I often encounter scenarios where query-tuning isn’t just about speed-it’s about understanding how SQL Server processes data and which patterns yield the best results. Recently, I explored how different query patterns for filtering dates affect performance. For my tests, I used SET STATISTICS IO ON
and SET STATISTICS TIME ON
.
Setup
I tasked myself with retrieving user activity from the StackOverflow database Users
table, specifically for the year 2017, since the database I have only has data up through 2018. The table has millions of rows, so I thought this would be a perfect example. A quick note: there is a non-clustered index covering this query, which I’ve scripted below for you to check. LastAccessDate
is a datetime column.
USE [StackOverflow]
GO
SET ANSI_PADDING ON
GO
CREATE NONCLUSTERED INDEX [IX_LastAccessDate_DisplayName_Reputation] ON [dbo].[Users]
(
[LastAccessDate] ASC,
[DisplayName] ASC,
[Reputation] ASC
)WITH (PAD_INDEX = OFF, STATISTICS_NORECOMPUTE = OFF, SORT_IN_TEMPDB = OFF, DROP_EXISTING = OFF, ONLINE = OFF, ALLOW_ROW_LOCKS = ON, ALLOW_PAGE_LOCKS = ON, FILLFACTOR = 100, OPTIMIZE_FOR_SEQUENTIAL_KEY = OFF) ON [PRIMARY]
GO
Here are the six approaches I tested, along with my results.
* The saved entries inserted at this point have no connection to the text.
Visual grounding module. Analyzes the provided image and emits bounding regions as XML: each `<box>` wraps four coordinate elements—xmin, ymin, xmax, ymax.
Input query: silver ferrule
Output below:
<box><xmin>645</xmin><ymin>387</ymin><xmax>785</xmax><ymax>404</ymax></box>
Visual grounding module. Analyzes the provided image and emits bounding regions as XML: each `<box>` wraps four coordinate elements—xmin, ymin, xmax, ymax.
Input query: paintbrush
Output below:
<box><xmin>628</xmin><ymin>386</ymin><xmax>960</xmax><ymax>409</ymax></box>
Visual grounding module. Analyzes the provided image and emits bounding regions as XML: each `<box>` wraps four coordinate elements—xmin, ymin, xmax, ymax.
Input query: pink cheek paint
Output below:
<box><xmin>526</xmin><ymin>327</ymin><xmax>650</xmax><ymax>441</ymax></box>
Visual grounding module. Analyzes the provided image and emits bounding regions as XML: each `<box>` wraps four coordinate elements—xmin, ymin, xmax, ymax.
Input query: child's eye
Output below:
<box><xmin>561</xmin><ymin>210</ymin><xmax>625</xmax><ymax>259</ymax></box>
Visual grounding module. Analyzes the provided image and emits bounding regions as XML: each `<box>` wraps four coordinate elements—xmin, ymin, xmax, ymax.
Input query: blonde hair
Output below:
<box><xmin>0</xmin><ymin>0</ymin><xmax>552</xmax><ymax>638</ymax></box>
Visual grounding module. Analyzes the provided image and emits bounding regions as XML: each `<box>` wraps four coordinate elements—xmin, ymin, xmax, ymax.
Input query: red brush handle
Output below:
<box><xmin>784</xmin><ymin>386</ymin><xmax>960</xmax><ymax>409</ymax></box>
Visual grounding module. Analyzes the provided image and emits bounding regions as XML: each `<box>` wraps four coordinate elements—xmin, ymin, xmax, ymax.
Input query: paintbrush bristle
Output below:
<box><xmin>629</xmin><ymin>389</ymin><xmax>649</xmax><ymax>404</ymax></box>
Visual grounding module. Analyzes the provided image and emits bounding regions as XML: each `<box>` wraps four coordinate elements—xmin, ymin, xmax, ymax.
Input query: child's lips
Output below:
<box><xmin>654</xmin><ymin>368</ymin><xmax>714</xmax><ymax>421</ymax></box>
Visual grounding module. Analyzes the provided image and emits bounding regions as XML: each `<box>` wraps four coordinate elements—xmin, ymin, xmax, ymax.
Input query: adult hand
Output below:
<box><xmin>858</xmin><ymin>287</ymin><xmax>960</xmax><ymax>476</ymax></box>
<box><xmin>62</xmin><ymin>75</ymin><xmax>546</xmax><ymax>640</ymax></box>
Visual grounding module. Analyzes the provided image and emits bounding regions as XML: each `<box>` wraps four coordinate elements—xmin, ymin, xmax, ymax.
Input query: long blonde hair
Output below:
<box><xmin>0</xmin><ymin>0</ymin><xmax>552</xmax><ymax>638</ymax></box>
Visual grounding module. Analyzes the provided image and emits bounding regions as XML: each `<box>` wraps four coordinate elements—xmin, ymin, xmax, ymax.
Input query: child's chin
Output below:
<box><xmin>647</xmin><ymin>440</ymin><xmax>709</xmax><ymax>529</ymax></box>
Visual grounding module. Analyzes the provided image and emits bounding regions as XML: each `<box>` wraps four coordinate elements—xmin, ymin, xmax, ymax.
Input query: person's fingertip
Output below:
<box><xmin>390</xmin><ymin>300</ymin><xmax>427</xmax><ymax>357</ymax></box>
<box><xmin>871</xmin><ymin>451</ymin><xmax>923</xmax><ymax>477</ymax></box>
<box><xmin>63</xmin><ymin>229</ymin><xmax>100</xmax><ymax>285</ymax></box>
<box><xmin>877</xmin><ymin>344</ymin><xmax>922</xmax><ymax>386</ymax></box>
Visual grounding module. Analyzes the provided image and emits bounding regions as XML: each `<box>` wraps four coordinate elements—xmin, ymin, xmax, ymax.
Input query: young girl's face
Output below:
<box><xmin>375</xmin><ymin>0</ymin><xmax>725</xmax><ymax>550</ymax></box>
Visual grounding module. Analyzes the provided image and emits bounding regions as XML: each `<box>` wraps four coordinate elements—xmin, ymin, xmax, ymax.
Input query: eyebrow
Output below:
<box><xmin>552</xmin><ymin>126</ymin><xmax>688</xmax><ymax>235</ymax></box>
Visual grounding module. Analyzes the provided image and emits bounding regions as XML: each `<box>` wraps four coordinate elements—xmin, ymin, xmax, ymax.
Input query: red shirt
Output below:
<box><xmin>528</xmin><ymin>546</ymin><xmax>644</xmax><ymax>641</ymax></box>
1. For this query, I used BETWEEN
with precise timestamps. This is probably the most common method I see in the wild.
2. Next, I used >=
and <
again with precise timestamps. This method is also relatively common.
I’d argue there’s nothing unusual so far. Both queries are running fast enough for my needs, and I got the data I expected. Lets keep going.
3. Next, I used BETWEEN
again, but without the precise timestamps. I wanted to see if using less precise date format would make my query non-sargable.
We see no significant degradation to the performance of the query in terms of speed or reads, but if you look closely, I actually got a few thousand fewer rows than my other two tests. We’ll talk more about that later.
4. After that, I decided to use the same idea for >=
and <
. To which there was nothing significant to report.
5. Next, I chose to use BETWEEN
again, but convert the datetime value to a VARCHAR to manipulate the date format.
6. Lastly, doing this but with >=
and <
and converting the datetime value to a VARCHAR, as I did in step 5.
Final Thoughts
Clearly, logical reads skyrocket when using CONVERT or similar formatting functions. This happens because they render queries non-sargable and lead to table scans instead of index seeks. Additionally, simplified date ranges using >=
and <
outperform BETWEEN
due to better clarity and consistency, particularly with time boundaries. Finally, subtle errors like the fewer rows returned in Query 3 emphasize the importance of precise filtering logic. Needless to say, I’ll be avoiding CONVERT and BETWEEN on my datetime columns from now on.
Since I’m writing this on December 31st, 2024, I want to wish everyone a happy New Year! Thank you for reading!